The Steelers broke a Thanksgiving tradition Thursday by actually winning on Thanksgiving.
Except maybe for Antonio Brown‘s first career game with three touchdown catches, nothing happened in the Steelers’ 28-7 win at Indianapolis that will be talked about a decade or two from now.
Pat McAfee‘s successful fake punt is just the kind of thing that tends to happen to the Steelers on Thanksgiving, but it ultimately will be washed away from memory because it had little to do with the game’s outcome.
From the standpoint of the national TV audience, it was a pretty boring game.
But for the Steelers on Thanksgiving, boring is good. They’ll take boring, because this uneventful game will not add to their archive of infamous Thanksgiving moments.
Like when they lost 45-3 at Detroit in 1983. Or when they lost 19-16 in overtime at Detroit in a 1998 game that forever will be remembered for Phil Luckett’s controversial coin toss.
Luckett is lucky Twitter wasn’t invented in 1998. Mike Tomlin, though, wasn’t so lucky 15 years later. He was memed all over the social media site for having his foot on the field of play and interfering with Jacoby Jones on a kickoff return in a 22-20 Thanksgiving loss to the Ravens.
The giant turkey legs Ben Roethlisberger, Brown and Le’Veon Bell consumed on NBC after the game should have a place in the trophy case that holds the Lombardis on the South Side. This was the Steelers’ first Thanksgiving win since 1950, breaking a four-game losing streak on the holiday.
Finally, the Steelers have turned Black Friday into Black and Gold Friday, and they picked up their first win on any Thursday since 2011.
But winning alone wasn’t enough for the Steelers to put to rest their Thursday curse. The other part of it was getting through the game relatively healthy.
Even when the Steelers have won on Thursdays, some of those wins have been costly.
In 2007, the Steelers won at St. Louis on a Thursday night but lost Willie Parker to a broken leg and went down in the wild-card round of the playoffs.

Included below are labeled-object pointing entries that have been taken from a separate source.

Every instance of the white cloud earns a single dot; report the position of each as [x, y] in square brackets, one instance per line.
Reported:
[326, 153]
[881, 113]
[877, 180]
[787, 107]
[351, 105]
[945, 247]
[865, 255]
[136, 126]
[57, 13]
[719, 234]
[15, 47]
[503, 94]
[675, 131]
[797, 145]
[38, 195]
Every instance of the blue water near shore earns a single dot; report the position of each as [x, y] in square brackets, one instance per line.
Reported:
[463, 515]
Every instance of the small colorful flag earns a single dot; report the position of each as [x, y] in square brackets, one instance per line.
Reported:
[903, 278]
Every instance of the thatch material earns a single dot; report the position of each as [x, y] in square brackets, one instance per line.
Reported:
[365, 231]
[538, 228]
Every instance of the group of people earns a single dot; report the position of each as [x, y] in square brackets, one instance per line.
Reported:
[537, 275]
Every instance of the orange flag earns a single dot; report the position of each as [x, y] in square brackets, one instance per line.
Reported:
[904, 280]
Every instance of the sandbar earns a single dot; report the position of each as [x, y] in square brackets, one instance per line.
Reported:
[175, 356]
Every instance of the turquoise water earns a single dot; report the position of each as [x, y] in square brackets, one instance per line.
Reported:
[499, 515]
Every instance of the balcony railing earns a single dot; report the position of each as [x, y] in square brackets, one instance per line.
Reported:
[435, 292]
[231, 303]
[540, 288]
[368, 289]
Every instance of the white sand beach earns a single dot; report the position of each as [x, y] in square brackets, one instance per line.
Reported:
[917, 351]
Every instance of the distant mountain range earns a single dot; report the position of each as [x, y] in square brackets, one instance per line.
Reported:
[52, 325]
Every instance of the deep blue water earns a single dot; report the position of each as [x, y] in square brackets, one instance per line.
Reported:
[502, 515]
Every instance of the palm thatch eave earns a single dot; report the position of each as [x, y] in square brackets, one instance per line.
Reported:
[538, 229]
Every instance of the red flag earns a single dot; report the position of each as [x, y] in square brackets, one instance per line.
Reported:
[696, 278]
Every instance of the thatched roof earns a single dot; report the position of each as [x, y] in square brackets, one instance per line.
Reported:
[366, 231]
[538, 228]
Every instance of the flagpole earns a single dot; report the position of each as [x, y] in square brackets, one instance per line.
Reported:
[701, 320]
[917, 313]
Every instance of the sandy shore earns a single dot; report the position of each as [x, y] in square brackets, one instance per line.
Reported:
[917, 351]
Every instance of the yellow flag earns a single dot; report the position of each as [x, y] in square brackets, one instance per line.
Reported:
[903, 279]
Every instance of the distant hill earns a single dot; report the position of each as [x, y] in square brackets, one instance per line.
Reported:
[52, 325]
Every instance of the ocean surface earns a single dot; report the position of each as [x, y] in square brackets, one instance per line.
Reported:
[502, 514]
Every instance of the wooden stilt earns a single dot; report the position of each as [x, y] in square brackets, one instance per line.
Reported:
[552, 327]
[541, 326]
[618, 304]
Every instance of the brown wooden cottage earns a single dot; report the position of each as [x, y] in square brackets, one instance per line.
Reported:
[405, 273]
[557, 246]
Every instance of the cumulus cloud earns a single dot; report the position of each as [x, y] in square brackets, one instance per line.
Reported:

In 2009, the Steelers beat the Titans in the season opener on a Thursday night but Troy Polamalu left the game with a knee injury and ended up playing just five games that year. The Steelers were 4-1 in the games he played and 5-6 in the games he missed. Their 9-7 record wasn’t good enough to get them into the playoffs.
In 2011, Roethlisberger suffered a high-ankle sprain in a 14-3 Thursday-night win over the Browns at Heinz Field. He only missed one of the Steelers’ three remaining regular-season games, but he wasn’t the same and the Steelers fell to Tim Tebow and the Broncos in the first round of the playoffs.
The last two times the Steelers won on Thursday without a season-derailing injury were 2008 and 2010, the last two years they went to the Super Bowl.
That’s a nice thought, but it doesn’t mean that Thursday’s win will catapult the Steelers into Super Bowl LI. Beating the winless Browns and the Scott Tolzien-led Colts proves little, although it does put the Steelers (6-5) in a better position to win the AFC North, which is their best bet to make the playoffs.
The Ravens would tie them for the division lead if they beat the Bengals at home Sunday, but the Ravens’ remaining opponents combine for a 28-22-1 record. The aggregate record of the Steelers’ remaining opponents is 20-30-1, a figure skewered by the Steelers’ Week 17 home game against the Browns. The Steelers have the schedule on their side in this two-horse race.
The Steelers host the Ravens in Week 16 on Christmas Day. Winning that game will be at least as important as winning Pennsylvania in the electoral college.
It will be the first time in their history that the Steelers play on Dec. 25, and it would be no time to start another holiday curse.